# Male Molly and VERY Pregnant Females



## newbiefishfanatic (Dec 11, 2008)

i have a new male molly who is insisting on nudging, rubbing and nibbling at my 2 extremely pregnant female mollies. anybody have ideas as to why he is doing this? he also is nibbling at their anus area where the babies will come out. i havent seen any fry though. 

Also, the females are pooping strangely. its like they have diareah, and their poop is orange. any ideas on that appreciated too.


----------



## Sunstar (Jul 29, 2008)

I know my sister's mollies kiss 'aft" actually that was how my neice thought they got preggers. Mollies are weird. my sister also said the mollies are quick to eat their young. 

I don't know about the poop, perhaps change their diet?


----------



## pat3612 (Jan 29, 2008)

First off I would isolate the male one thing your pregnant mollys dont need is the stress of the male chasing them around hes prob just exicited with thefemales. Second what are you feeding them pellets and sometimes cheap flake food will them orange poo.I would hold off feeding them for a couple of days.


----------



## twoheadedfish (May 10, 2008)

food coloring typically results in funny coloured crap. 

semi-related, on christmas eve my labrador retriever ate a box of crayons and crapped right under the outdoor spot light in crisp new snow. no word of a lie it was green and red. BRIGHT, crayon green and red. Christmas poo, yay!


----------



## pat3612 (Jan 29, 2008)

twoheadedfish said:


> food coloring typically results in funny coloured crap.
> 
> semi-related, on christmas eve my labrador retriever ate a box of crayons and crapped right under the outdoor spot light in crisp new snow. no word of a lie it was green and red. BRIGHT, crayon green and red. Christmas poo, yay!

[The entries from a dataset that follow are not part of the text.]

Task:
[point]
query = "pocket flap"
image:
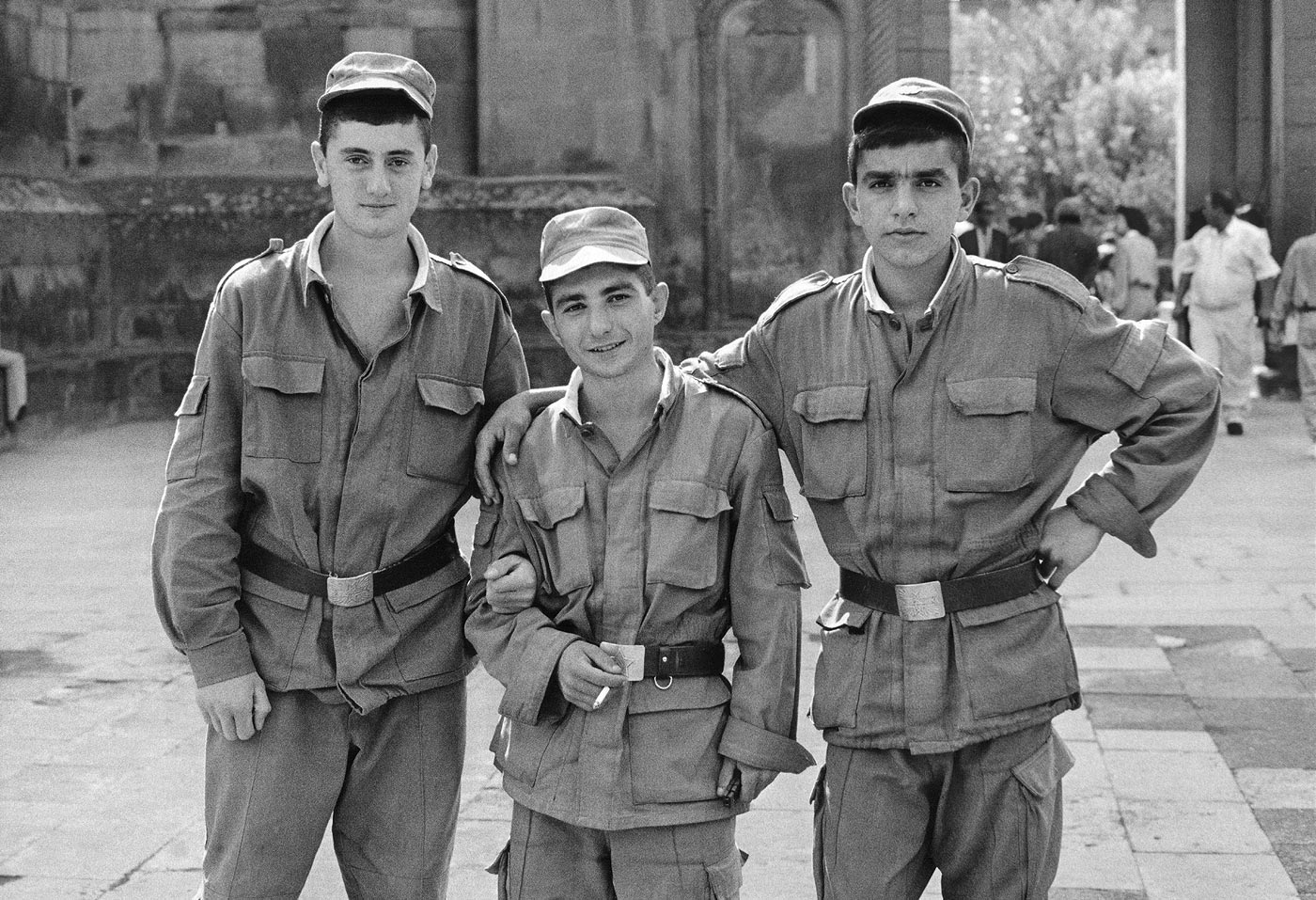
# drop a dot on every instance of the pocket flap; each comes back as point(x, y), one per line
point(839, 612)
point(684, 694)
point(456, 398)
point(1043, 770)
point(1039, 599)
point(691, 497)
point(552, 507)
point(285, 374)
point(994, 396)
point(779, 504)
point(195, 395)
point(839, 402)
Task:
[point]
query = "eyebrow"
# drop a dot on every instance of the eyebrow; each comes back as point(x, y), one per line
point(921, 172)
point(578, 295)
point(364, 151)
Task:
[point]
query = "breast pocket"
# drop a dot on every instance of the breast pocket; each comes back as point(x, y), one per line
point(444, 425)
point(558, 514)
point(835, 435)
point(990, 434)
point(684, 533)
point(283, 407)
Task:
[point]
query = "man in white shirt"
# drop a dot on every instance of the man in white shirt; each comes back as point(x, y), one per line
point(1230, 258)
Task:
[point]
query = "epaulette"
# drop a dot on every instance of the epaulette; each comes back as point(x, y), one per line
point(1056, 279)
point(275, 246)
point(460, 262)
point(708, 382)
point(807, 286)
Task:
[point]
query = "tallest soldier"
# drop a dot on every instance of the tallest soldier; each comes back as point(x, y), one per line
point(305, 554)
point(933, 408)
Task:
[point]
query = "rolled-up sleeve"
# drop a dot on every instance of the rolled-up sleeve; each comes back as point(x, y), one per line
point(1158, 396)
point(765, 616)
point(195, 546)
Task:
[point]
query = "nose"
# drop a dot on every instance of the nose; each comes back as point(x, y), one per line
point(601, 323)
point(377, 182)
point(904, 205)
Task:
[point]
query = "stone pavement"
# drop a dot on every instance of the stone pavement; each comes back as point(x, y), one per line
point(1197, 744)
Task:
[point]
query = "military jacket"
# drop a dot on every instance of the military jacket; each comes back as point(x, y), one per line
point(290, 437)
point(934, 452)
point(687, 536)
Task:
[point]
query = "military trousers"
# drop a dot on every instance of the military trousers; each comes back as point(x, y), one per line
point(550, 860)
point(388, 782)
point(987, 816)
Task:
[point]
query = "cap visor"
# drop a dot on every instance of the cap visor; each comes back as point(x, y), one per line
point(589, 256)
point(374, 83)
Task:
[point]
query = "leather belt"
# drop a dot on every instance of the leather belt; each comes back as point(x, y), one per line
point(354, 590)
point(667, 661)
point(934, 599)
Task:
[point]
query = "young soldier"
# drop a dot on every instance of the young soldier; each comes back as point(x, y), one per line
point(305, 554)
point(651, 507)
point(934, 408)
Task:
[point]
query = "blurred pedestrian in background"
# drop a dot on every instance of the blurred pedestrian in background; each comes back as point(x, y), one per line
point(1068, 245)
point(1134, 266)
point(1296, 296)
point(1228, 260)
point(984, 240)
point(15, 369)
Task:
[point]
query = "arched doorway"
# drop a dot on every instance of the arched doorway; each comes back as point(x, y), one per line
point(779, 150)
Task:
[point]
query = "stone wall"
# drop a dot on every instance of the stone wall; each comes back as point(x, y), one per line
point(104, 286)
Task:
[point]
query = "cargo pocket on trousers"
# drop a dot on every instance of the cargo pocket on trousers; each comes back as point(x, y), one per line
point(443, 438)
point(1016, 655)
point(835, 441)
point(1039, 778)
point(990, 434)
point(724, 876)
point(191, 431)
point(839, 670)
point(499, 867)
point(283, 407)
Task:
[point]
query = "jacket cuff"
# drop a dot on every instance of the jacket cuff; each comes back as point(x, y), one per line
point(229, 656)
point(1101, 504)
point(762, 749)
point(526, 698)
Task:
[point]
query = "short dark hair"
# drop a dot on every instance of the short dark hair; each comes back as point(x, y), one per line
point(911, 127)
point(374, 108)
point(645, 271)
point(1223, 200)
point(1135, 218)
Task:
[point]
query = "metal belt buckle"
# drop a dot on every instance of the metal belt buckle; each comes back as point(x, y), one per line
point(920, 603)
point(631, 656)
point(351, 591)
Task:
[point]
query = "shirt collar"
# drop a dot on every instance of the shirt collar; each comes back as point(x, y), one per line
point(315, 271)
point(878, 304)
point(667, 391)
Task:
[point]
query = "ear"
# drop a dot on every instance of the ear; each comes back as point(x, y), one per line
point(318, 157)
point(969, 192)
point(852, 201)
point(552, 324)
point(660, 297)
point(431, 166)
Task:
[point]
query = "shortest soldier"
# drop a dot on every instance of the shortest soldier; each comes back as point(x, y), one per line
point(651, 508)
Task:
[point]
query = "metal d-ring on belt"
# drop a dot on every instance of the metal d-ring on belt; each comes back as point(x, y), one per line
point(658, 661)
point(930, 600)
point(355, 590)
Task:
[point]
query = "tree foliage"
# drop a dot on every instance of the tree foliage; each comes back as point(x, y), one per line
point(1072, 99)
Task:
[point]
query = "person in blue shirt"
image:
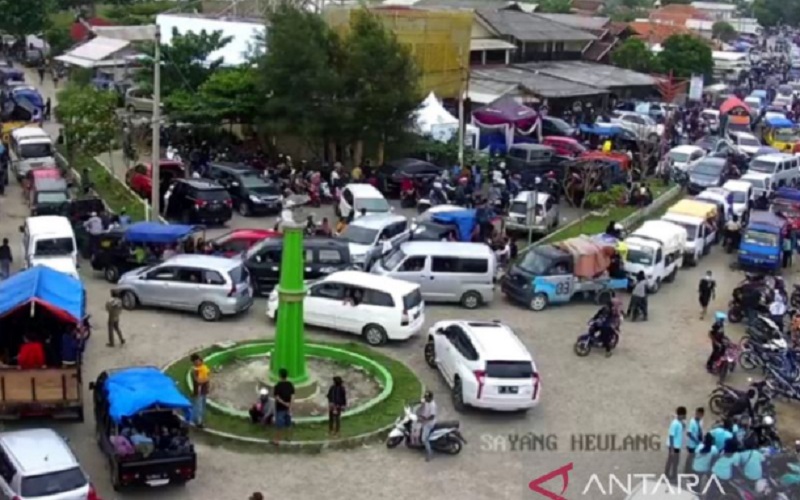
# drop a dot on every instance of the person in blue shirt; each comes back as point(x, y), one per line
point(694, 438)
point(675, 443)
point(703, 457)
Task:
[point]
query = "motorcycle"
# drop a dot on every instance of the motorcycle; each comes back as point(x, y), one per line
point(445, 436)
point(591, 339)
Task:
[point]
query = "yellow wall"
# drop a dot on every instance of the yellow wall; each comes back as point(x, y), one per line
point(439, 40)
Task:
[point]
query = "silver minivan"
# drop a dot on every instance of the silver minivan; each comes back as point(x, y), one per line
point(445, 271)
point(210, 286)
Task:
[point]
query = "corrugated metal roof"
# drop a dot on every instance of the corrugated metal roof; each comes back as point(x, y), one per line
point(536, 83)
point(531, 27)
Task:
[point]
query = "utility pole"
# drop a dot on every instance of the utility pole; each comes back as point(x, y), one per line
point(155, 195)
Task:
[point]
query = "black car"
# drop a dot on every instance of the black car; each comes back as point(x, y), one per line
point(323, 256)
point(407, 168)
point(251, 194)
point(198, 201)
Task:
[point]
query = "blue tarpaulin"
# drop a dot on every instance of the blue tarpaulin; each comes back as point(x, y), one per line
point(779, 122)
point(59, 293)
point(464, 220)
point(133, 390)
point(154, 232)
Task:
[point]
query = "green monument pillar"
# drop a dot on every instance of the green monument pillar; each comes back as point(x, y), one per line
point(290, 347)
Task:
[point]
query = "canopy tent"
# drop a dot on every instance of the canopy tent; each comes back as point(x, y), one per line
point(732, 103)
point(433, 120)
point(133, 390)
point(506, 113)
point(154, 232)
point(59, 293)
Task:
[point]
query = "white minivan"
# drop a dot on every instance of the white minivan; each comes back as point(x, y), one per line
point(49, 240)
point(31, 148)
point(656, 249)
point(378, 308)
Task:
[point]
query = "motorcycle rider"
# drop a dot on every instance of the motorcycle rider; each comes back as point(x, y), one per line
point(733, 233)
point(718, 341)
point(427, 419)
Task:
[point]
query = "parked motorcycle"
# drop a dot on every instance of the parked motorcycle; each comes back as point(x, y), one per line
point(445, 436)
point(592, 339)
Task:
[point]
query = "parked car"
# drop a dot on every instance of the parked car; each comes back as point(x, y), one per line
point(211, 286)
point(197, 201)
point(323, 256)
point(485, 365)
point(378, 308)
point(39, 464)
point(250, 193)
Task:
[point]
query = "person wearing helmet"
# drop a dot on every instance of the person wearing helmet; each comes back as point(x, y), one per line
point(263, 409)
point(427, 418)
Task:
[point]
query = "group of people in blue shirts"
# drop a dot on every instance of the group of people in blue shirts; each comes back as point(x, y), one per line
point(725, 452)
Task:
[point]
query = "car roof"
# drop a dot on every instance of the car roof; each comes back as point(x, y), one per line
point(373, 281)
point(202, 184)
point(37, 451)
point(48, 224)
point(206, 261)
point(446, 248)
point(377, 221)
point(363, 190)
point(496, 341)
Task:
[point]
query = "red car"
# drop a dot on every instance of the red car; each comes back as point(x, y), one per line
point(239, 240)
point(140, 177)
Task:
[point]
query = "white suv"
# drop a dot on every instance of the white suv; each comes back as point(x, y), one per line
point(38, 463)
point(485, 365)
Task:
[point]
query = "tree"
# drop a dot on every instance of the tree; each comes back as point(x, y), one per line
point(633, 54)
point(684, 56)
point(20, 18)
point(231, 95)
point(554, 7)
point(723, 31)
point(89, 118)
point(380, 80)
point(186, 62)
point(299, 75)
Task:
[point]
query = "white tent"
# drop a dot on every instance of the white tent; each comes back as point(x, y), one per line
point(435, 121)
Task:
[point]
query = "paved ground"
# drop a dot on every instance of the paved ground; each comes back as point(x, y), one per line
point(658, 366)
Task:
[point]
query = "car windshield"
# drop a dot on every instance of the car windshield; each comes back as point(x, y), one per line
point(535, 262)
point(760, 238)
point(679, 157)
point(52, 197)
point(54, 483)
point(36, 150)
point(640, 255)
point(761, 166)
point(393, 259)
point(54, 246)
point(372, 204)
point(359, 235)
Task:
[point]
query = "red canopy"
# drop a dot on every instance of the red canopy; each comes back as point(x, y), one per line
point(731, 103)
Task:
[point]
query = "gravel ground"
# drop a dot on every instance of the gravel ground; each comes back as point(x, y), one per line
point(657, 366)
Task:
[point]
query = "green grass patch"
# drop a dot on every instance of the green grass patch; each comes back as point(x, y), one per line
point(407, 387)
point(108, 187)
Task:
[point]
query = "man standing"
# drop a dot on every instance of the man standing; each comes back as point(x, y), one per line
point(427, 417)
point(694, 438)
point(674, 443)
point(707, 291)
point(5, 260)
point(114, 309)
point(201, 376)
point(284, 392)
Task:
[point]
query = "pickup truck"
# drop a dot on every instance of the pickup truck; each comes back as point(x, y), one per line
point(140, 177)
point(45, 392)
point(152, 415)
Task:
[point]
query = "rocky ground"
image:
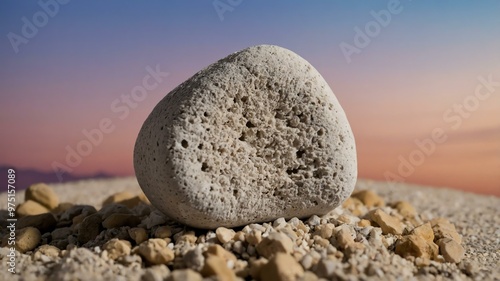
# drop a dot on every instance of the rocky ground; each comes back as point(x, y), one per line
point(105, 229)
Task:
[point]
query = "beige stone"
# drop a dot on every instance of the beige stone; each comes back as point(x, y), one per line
point(224, 235)
point(451, 250)
point(155, 251)
point(369, 198)
point(275, 243)
point(281, 267)
point(30, 208)
point(388, 223)
point(139, 234)
point(234, 143)
point(42, 194)
point(117, 248)
point(216, 266)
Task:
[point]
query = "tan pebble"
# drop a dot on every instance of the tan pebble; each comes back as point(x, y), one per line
point(163, 232)
point(364, 223)
point(416, 246)
point(254, 237)
point(139, 234)
point(183, 275)
point(216, 266)
point(451, 250)
point(217, 250)
point(255, 266)
point(117, 248)
point(155, 251)
point(61, 208)
point(281, 267)
point(324, 230)
point(27, 239)
point(224, 235)
point(47, 250)
point(30, 208)
point(275, 243)
point(443, 228)
point(354, 205)
point(118, 197)
point(388, 223)
point(42, 194)
point(117, 220)
point(405, 209)
point(424, 231)
point(369, 198)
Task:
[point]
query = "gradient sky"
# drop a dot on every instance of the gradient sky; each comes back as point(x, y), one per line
point(407, 82)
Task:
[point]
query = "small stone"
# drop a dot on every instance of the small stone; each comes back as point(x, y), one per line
point(155, 273)
point(138, 234)
point(443, 228)
point(42, 194)
point(388, 223)
point(216, 266)
point(405, 209)
point(155, 251)
point(44, 222)
point(27, 239)
point(416, 246)
point(117, 198)
point(117, 220)
point(281, 267)
point(238, 132)
point(163, 232)
point(424, 231)
point(224, 234)
point(184, 275)
point(324, 230)
point(117, 248)
point(369, 198)
point(451, 250)
point(90, 228)
point(275, 243)
point(30, 208)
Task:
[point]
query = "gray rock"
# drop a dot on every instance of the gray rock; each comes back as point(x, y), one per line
point(253, 137)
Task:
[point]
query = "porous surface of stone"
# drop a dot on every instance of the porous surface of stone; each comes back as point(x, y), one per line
point(253, 137)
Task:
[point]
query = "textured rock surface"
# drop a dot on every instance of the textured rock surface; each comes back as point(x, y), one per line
point(256, 136)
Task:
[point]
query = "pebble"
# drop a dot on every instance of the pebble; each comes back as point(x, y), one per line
point(388, 223)
point(224, 234)
point(155, 251)
point(44, 222)
point(42, 194)
point(281, 267)
point(117, 248)
point(236, 143)
point(27, 239)
point(30, 208)
point(275, 243)
point(451, 250)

Dont you just love those labs they will eat anything for a free meal.


----------



## William F (Apr 21, 2009)

Do you feed mollies lots of frozen bloodworm??? Mine had orange poop when I fed them no flakes and frozen bloodworm for two nights. It can also occur with cheap flakes etc like that guy said. 

Why he's chasing them and nipping at the anus, is the parents eat their young, unless bloated full of food, which is highly unlikely. That's all that I can think of.


----------